What went wrong, or, more appropriately, what went right?
Many of the negative forecasts followed a pattern of underestimating the U.S. economy’s resilience, typically because they were based on historical models and precedent – not situational and idiosyncratic context. Consider the following four displays of resilience:
1) Labor market resilience. The widespread assumption was that monetary policy would push labor demand collectively under water. Instead we have seen pockets of weakness, covered by aggregate strength. Significant layoffs happened where hiring had overshot (e.g., tech) but in other sectors (e.g., services) hiring was still catching up and remained strong. Laid-off workers found new jobs. Resilience was found in the unusual economic diversification of recessionary sectors with booming ones.
2) Consumer resilience. Growing layoffs, inflation eating away at household budgets, and falling portfolios weakening balance sheets led to predictions of a collapse in spending. But the context mattered. Balance sheets had buffers, including cash. And while individual budgets were squeezed, the total number of incomes continued to grow rapidly as hiring persisted, providing consumer strength. The aggregate downdraft has not happened.

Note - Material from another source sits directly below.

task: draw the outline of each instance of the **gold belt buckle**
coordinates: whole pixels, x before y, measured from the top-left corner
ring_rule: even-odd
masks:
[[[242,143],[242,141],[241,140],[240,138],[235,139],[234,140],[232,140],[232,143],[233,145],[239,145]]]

3) Housing resilience. A common fear has been that rising interest rates would kneecap the housing market — delaying construction activity, pushing down prices, or even, as some doomsayers predicted, causing another housing-centered recession. But these narratives overlooked the fact that activity remains precisely because housing inventory is low. As a result, higher rates have tamped down — rather than choked — housing activity. Housing starts and prices dipped, and transactions fell, but they have stabilized and are rising again.
4) Financial system resilience. Another common fear was that the Fed will hike until something breaks. The idea that the financial system would be the collateral damage of higher rates is not unreasonable as the collapse of SVB demonstrated. But the risk of contagion was overestimated, while the ability of policy-makers to avert it was underestimated.